По случаю одной подробности этого происшествия, именно той, что дверь не мог отворить камердинер, а как скоро взял ключ герцог Зюдерманландский, она легко отперлась, батюшка рассказывал, что знатоки этого дела , шведы и шотландцы, ему говорили, что всегда так бывает: явление, привидение из духовного мира дается только тому, кто назначен судьбой для принятия этой тайны, «he who is fated», а для других оно остается недосягаемо, непостижимо. Не то ли бывает и вообще в области духовной? То, что дается каким-то внутренним откровением иным избранным, — и крепость веры, и понимание прекрасного, и творческая сила поэзии, и чутье в оценке людей, — все это недоступно и непонятно дюжинным натурам, которым нужна грубая осязательность для веры, математическая точность для понимания и очевидность открытых, топорной работы, пружин, для объяснения неуловимо-тонких движений ума и сердца, составляющих собою характер, то есть особенность каждого человека. О самих привидениях, о явлении умерших и о тех пророческих видениях, о которых англичане говорят, что идущие нам на встречу, будущие происшествия бросают свою тень на землю перед собою , можно спорить и делать разные предположения; но совершенно отрицать их — точно ли благоразумно? Не все ли великое, не все ли духовное для человека необъяснимо?
Вот еще другого рода пророческие видения, второе зрение, о котором рассказывала мне матушка не раз (а она никогда не дозволяла себе не только прикрасы, но даже преувеличения правды). Она была очень дружна с сестрами Каховскими; одна вышла замуж за Арсеньева, другая, Александра, умерла в чахотке и имела способность видеть не будущее, но далекое настоящее , посредством зеркала. Во время долгих отлучек батюшки, когда он не был еще принят как жених княгинею Щербатовой, но в душе был единственным суженым княжны, она прибегала к своей подруге, столь чудесно одаренной, чтоб узнавать о своем милом и таинственно следить за ним сквозь все преграды времени и пространства. В самих занятиях отсутствующего не было ничего замечательного; но виденные в зеркале местности, комнаты и обстановка их поражали своею верностью, когда потом описывали их батюшке, по возвращении его. Таким образом редкая способность молодой девушки служила как-бы электрическим телеграфом для любящего сердца подруге, томившейся в тревожной неизвестности разлуки.
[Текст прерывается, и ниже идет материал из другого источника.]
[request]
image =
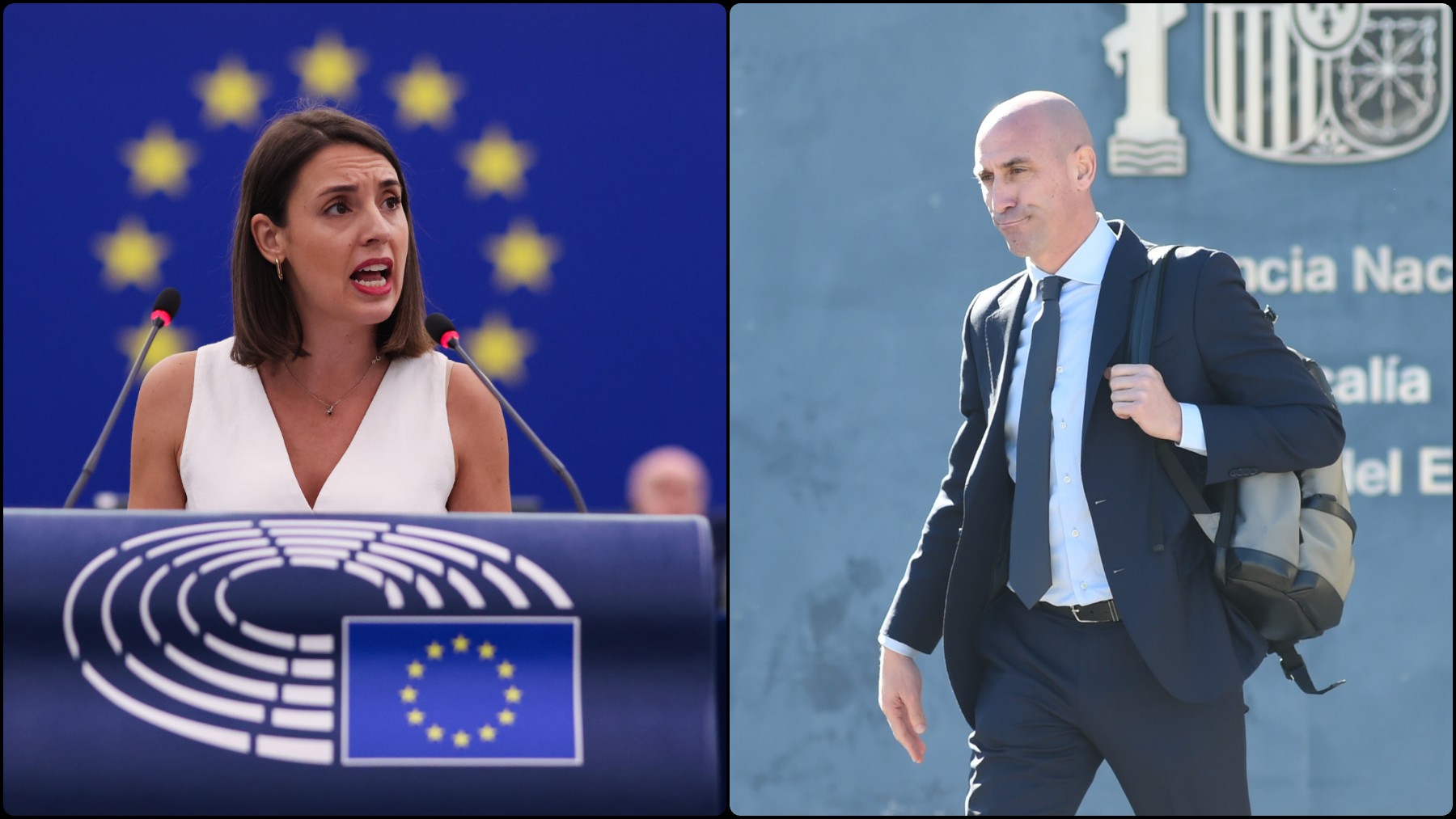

Е. М. Оленина рассказывала другой, еще более поразительный случай. Когда я ее знала, она была благоразумною, практическою женщиной, большого роста, массивною, с правильными чертами, с здоровыми нервами, хотя уже старою, и ничего не высказывалось в ней нервного, похожего на восприимчивость и раздражительность воображения. Но в 1807 году она была еще молодою девушкою. У кого-то в деревне собралось много ее же лет подруг, и у всех было тяжело на сердце: у кого отец, у кого брат, у кого жених был на войне. Один раз сидели они все в комнате у дочери хозяина; беседа шла об опасностях и трудах отсутствующих милых, и сетовали они, что к ним, в деревню, и вестей не доходит из армии: Бог знает, кто из близких жив, кто убит, кто ранен. Между такими речами одной из них пришла мысль поглядеть да погадать в зеркале, как делается на святках. Которая из них стала насмехаться, которая сомневаться, а некоторые и пристали к этому предложению. «Посмотри-ка», — сказала одна из них хозяйской дочке, — «посмотри, где мой брат? Что с ним теперь?» Села за зеркало хозяйская дочка; все обставили как должно, и стала она смотреть, а другие все расселись поодаль и молчали или тихо, тихо, шепотом переговаривались, чтоб не мешать вещунье. Долго сидела она, не произнося тоже ни слова, — оно уже стало и надоедать другим, — как вдруг заговорила: — «Вот, вот, туман сходит со стекла, вот лесок, песчаный берег, река, большая, быстрая река! Господи, сколько народу! Все войска, лагерь, солдаты, пушки, кони, на обоих берегах. Что это там суетятся у подошвы горы, на самом берегу? Кажется, все штабные тут… А, отчалила лодка с того берега; в ней маленького роста генерал сидит; вот плот на середине реки, другая лодка причалила, смотри!» Оленина подошла и стала за стулом подруги, посмотрела в зеркало и сама увидала все это. «Вот, и другой генерал взошел на плот; он повернулся — государь!» — вскрикнула хозяйская дочь и вскочила сама, пораженная удивлением.
Это было 13-е июня 1807 года, день Тильзитского свидания двух императоров, о котором уже, конечно, никто не думал, не гадал, и всего менее эти молодые девушки.